The chewing syndrome is classified as functional disorders of the digestive tract, i.e. those in which there is no organic cause of the patient's ailments. Some studies have noted that patients suffer from dysfunction of the lower esophageal sphincter, but this does not explain the symptoms of this unit anyway - in fact, the specific cause of chewing syndrome is still unknown.

So far, several theories have appeared focusing on the pathogenesis of the rumination syndrome. They focus on various types of psychological disorders. For example, in infants, the cause of the problem would be the lack of attention paid to the child by the parents and the failure to develop the emotional bond between the child and its parents. In slightly older children, chewing syndrome can coexist with various mental disorders, such as eating disorders, anxiety disorders and depression. Other hypotheses focus on experiencing some events that strongly affect the psyche, such as the loss of a very close person or undergoing extensive surgery. Some scholars believe that the rumination syndrome may develop in people who, for various reasons, often experience regurgitation (consciously) - this is the case, for example, in magicians or people involved in swallowing demonstrations.

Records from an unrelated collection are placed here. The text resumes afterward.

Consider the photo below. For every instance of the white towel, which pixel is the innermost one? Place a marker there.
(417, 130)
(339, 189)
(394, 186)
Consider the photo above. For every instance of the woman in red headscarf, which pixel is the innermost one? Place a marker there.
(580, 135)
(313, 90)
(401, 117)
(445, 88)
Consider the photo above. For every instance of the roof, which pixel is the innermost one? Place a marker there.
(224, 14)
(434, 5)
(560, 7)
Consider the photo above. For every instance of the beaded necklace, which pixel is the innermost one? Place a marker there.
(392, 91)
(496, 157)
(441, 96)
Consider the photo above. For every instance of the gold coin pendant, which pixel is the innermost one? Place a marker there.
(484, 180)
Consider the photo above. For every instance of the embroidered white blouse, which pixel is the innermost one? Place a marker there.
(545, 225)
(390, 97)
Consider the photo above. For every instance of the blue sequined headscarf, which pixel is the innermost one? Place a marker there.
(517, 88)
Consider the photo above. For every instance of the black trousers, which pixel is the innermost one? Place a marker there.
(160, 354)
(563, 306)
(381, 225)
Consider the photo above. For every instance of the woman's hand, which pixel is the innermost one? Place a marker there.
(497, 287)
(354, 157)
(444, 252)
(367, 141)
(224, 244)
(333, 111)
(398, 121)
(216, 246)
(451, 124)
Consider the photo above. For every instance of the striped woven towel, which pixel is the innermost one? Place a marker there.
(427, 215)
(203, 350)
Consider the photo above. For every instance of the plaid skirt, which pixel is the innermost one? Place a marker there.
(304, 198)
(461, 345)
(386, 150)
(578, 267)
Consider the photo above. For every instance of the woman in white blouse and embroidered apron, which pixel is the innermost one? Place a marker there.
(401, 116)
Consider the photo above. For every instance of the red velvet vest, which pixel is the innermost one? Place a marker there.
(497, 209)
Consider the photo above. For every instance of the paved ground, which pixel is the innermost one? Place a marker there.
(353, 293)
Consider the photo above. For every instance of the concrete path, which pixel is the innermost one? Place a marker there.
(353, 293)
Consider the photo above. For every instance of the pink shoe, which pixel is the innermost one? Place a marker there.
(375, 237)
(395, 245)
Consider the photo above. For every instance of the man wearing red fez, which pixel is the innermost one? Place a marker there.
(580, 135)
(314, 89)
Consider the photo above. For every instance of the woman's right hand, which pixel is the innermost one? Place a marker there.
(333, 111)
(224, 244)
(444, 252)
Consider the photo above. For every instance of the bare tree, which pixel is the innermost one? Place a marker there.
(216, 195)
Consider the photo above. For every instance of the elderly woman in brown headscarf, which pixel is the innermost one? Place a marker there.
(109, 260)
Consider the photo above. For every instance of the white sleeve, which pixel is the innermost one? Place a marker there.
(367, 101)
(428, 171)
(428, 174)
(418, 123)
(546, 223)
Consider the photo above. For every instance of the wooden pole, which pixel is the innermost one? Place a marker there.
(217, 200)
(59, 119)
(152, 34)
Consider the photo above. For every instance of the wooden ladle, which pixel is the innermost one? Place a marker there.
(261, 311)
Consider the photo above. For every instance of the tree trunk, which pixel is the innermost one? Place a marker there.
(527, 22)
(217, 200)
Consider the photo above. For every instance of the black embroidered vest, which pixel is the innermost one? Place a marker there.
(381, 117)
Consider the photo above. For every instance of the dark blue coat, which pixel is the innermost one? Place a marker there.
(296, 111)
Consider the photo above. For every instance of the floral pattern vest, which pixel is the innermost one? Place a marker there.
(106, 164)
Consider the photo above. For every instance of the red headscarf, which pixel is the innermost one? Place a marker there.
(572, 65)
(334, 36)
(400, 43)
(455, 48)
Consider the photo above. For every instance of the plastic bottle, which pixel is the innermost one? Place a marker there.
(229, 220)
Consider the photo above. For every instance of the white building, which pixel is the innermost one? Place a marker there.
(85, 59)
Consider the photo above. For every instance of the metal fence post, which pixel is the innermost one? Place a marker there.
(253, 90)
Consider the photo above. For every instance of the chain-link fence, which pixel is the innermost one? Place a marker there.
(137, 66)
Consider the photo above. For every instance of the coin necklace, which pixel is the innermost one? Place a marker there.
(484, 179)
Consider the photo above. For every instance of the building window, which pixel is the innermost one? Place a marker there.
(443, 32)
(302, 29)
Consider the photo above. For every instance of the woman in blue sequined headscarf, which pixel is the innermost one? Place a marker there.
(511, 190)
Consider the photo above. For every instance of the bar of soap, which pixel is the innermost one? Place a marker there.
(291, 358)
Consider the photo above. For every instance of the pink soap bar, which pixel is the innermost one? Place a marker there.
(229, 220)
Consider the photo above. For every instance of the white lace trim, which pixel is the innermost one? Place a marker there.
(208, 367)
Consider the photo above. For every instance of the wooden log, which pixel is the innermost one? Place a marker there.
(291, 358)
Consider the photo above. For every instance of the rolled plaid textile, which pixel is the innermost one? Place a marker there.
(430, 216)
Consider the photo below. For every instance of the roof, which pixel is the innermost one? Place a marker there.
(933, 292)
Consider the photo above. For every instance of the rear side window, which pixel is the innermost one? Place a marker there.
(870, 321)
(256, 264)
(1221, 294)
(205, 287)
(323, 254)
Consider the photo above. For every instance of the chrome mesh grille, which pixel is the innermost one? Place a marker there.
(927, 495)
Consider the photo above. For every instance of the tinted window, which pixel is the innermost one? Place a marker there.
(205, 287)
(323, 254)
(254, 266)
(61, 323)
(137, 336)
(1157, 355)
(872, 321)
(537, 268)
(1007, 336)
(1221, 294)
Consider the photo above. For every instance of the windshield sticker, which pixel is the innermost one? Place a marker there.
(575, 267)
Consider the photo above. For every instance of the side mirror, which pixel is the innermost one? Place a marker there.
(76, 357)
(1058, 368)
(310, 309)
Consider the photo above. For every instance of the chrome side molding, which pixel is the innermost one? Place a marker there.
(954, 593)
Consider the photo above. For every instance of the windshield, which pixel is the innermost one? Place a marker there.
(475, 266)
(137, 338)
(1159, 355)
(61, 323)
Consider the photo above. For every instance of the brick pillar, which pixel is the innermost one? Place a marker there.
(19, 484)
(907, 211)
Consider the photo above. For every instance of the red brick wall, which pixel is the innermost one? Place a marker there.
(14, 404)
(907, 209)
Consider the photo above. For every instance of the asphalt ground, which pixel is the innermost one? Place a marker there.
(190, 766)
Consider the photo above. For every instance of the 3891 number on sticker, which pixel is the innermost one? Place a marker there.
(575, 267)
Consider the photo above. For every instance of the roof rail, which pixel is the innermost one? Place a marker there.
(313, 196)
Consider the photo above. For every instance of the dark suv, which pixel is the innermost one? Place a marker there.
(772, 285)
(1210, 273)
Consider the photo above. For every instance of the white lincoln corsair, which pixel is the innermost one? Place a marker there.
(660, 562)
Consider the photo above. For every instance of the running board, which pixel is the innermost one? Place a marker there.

Rumination syndrome: symptoms

The main symptom of chewing syndrome is the involuntary regurgitation of food from the stomach back into the mouth.This may occur at different times after the start of the meal, most typically regurgitation within 30 seconds of swallowing the food to 1 hour after the end of the meal. The exact course of disorders in different patients may be slightly different, in some people regurgitations occur after each meal, in others they appear only after certain specific foods.

It needs to be emphasized that the regurgitation in the chewing syndrome is typically not accompanied by vomiting or nausea, and that the returning food has no unpleasant taste for the patients. Some patients chew and swallow regurgitated food, other patients, in turn, feel the need to spit it out.

Sometimes ailments other than regurgitation appear in patients with rumination syndrome. These include:

  • stomach pains
  • constipation
  • diarrhea
  • belching
  • caries
  • weight loss
  • enamel erosion
  • halitosis (bad breath)
Worth knowing

The involuntary regurgitation of food contents from the stomach back into the mouth is most associated with vomiting. A somewhat similar phenomenon occurs in patients experiencing the so-called regurgitation - they involve getting swallowed food into the mouth, but it is not accompanied by a gag reflex.

Rumination syndrome: diagnosis

In order to diagnose the ruminant syndrome, it is necessary to exclude other, potential causes of symptoms occurring in patients. For this purpose, various tests may be performed, e.g. endoscopic assessment of the esophagus and stomach (which can eliminate any obstacles in the parts of the gastrointestinal tract that could lead to regurgitation of food). The main conditions that must be ruled out if rumination syndrome is suspected are bulimia nervosa, gastroesophageal reflux disease and gastroparesis.

Once the organic basis of the symptoms experienced by patients is eliminated, it becomes possible to make a diagnosis of rumination syndrome. However, it is important that patients must meet certain criteria, such as:

  • regurgitation during the last year must occur continuously for a minimum of 6 weeks,
  • the first episode of regurgitation occurs within 30 minutes of the end of eating a meal,
  • symptoms do not improve with treatment typical for gastroesophageal reflux,
  • regression of food bites subsides within 90 minutes of stopping eating.

Rumination syndrome: treatment

Likethe specific cause of the rumination syndrome, and the causal treatment of the individual is unknown. The most frequently recommended treatment for patients is cognitive behavioral therapy, as well as relaxation techniques and biofeedback. You can also alleviate the problem by practicing breathing with the diaphragm. In some patients, pharmacotherapy with drugs from the group of proton pump inhibitors is implemented - this procedure is used primarily in those who experience irritation of the esophagus by refluxing food.